Côté littérature la première version en anglais du journal d’Anne Frank, The Diary of a Young Girl, arrive sur les tablettes des librairies. D’autres versions, dont en français, sont aussi prévues dans un avenir rapproché. Le livre va devenir l’un des plus lus dans le monde. Aux États-Unis le transatlantique SS United States effectue sa première traversée.
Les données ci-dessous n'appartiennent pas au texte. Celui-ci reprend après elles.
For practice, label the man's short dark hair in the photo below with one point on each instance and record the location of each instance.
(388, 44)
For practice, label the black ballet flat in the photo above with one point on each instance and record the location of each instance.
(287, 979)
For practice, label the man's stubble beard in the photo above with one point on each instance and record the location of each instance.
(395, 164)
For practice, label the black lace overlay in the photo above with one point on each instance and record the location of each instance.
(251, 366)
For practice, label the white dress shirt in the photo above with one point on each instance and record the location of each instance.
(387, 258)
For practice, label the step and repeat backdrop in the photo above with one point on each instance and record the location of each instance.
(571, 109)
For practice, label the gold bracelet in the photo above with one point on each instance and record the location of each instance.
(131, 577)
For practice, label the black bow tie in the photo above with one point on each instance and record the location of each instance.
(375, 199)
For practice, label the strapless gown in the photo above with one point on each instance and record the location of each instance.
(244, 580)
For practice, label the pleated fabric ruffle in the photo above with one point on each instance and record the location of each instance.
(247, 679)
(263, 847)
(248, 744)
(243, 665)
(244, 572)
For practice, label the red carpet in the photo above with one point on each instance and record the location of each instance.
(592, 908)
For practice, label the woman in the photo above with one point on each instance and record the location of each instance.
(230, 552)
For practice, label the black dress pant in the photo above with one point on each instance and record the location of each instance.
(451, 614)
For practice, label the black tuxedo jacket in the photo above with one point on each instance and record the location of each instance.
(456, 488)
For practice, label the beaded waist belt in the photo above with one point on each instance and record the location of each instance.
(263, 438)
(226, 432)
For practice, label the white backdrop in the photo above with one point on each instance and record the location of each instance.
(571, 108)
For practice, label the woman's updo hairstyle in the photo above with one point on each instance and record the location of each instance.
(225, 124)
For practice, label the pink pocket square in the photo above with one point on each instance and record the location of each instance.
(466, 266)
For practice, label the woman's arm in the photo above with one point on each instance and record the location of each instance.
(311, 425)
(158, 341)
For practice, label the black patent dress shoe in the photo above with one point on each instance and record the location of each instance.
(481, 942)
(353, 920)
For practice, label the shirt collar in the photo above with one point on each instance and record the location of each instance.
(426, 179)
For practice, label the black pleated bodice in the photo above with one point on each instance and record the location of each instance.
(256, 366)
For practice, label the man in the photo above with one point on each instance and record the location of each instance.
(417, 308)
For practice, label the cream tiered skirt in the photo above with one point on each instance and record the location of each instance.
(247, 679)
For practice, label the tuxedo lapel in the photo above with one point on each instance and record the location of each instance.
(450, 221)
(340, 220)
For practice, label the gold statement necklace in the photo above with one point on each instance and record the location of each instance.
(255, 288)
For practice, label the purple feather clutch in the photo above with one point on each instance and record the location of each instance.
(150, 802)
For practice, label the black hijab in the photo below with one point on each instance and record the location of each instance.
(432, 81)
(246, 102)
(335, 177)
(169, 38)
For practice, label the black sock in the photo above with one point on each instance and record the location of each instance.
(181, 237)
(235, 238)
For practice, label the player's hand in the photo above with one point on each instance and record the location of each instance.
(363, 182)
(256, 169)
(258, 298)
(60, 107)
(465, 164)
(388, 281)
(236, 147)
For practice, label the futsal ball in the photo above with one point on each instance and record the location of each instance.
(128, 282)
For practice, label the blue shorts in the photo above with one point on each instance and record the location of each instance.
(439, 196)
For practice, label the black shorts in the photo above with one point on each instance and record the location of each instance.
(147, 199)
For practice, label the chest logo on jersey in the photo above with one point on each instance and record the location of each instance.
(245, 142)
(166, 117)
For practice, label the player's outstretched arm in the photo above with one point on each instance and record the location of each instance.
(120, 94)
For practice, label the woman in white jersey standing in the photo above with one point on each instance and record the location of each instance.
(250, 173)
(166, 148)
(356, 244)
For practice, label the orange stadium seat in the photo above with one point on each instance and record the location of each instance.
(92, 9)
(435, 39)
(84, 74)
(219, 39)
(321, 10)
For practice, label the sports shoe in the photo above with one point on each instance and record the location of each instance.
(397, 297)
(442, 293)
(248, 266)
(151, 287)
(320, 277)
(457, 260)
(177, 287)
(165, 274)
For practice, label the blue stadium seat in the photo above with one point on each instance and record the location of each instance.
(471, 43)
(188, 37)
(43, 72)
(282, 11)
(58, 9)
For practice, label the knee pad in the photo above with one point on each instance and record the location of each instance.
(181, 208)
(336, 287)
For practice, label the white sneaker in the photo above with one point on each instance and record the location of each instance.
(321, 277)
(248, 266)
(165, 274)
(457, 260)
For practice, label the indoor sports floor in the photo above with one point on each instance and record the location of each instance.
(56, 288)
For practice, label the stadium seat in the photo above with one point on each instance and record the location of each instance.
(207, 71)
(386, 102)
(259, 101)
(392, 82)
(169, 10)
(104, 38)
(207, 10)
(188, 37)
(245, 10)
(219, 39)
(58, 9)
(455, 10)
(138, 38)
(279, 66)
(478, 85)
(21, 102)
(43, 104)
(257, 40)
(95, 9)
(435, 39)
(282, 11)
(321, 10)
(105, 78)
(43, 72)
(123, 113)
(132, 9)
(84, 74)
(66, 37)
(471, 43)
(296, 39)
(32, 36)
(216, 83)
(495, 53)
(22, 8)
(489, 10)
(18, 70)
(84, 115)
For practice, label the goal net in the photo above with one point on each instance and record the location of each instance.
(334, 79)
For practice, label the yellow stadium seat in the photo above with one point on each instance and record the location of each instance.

Aujourd’hui en 2014 le navire est toujours ancré à Philadelphie et son statut oscille entre la préservation et la mise à la ferraille.
Hydro-Québec
annonce qu’elle va investir cent millions de dollars pour le
développement de la rivière Bersimis. L’industrie minière
s’inquiète un peu car le prix de l’or atteint alors son prix le
plus bas depuis 18 ans, soit près de $33 l’once. Peut-être que
les patrons des minières sont allés rejoindre les milliers de
pèlerins massés à l’Oratoire St-Joseph pour la messe d’action
de grâces, suivi d’un chemin de croix prêché par le chanoine
Deffrains de la cathédrale de Rennes. Si vous ne pouvez-vous y
rendre alors syntonisez CKAC, 73 au cadran, où la cérémonie sera
entièrement diffusée en direct. Parlant de diffusion on attend
aussi impatiemment l’inauguration officielle de Radio-Canada
quoique les diffusions aient déjà commencé de façon
non-officielle depuis le début d’août. Toutefois, le téléviseur,
objet relativement nouveau dans le paysage, demeure un meuble
dispendieux et pas à la portée de tous.
Quant à la photo d'en haut, qu'en est-il du même secteur aujourd'hui? Voyons un peu...
Comme on peut le voir, fini les belles enseignes lumineuses de l'époque. Les cinémas et commerces du temps aussi ont disparu, même ceux du coin que l'on croyait immuables, comme Simpsons et Eaton. Aucun d'eux n'a survécu de nos jours, c'est pour dire. On a tout de même conservé le nom Eaton pour nommer le centre commercial que l'on a aménagé en face.
Le saviez-vous? L’une
des premières émissions diffusées par Radio-Canada, en août 1952,
est Pépinot et Capucine. Fabriquées de papier mâché par Edmondo
Chiodini et Jeanne Auclair, les comédiennes Charolotte Boisjoli et
Marie-Ève Liénard prêtent leurs voix aux deux marionnettes.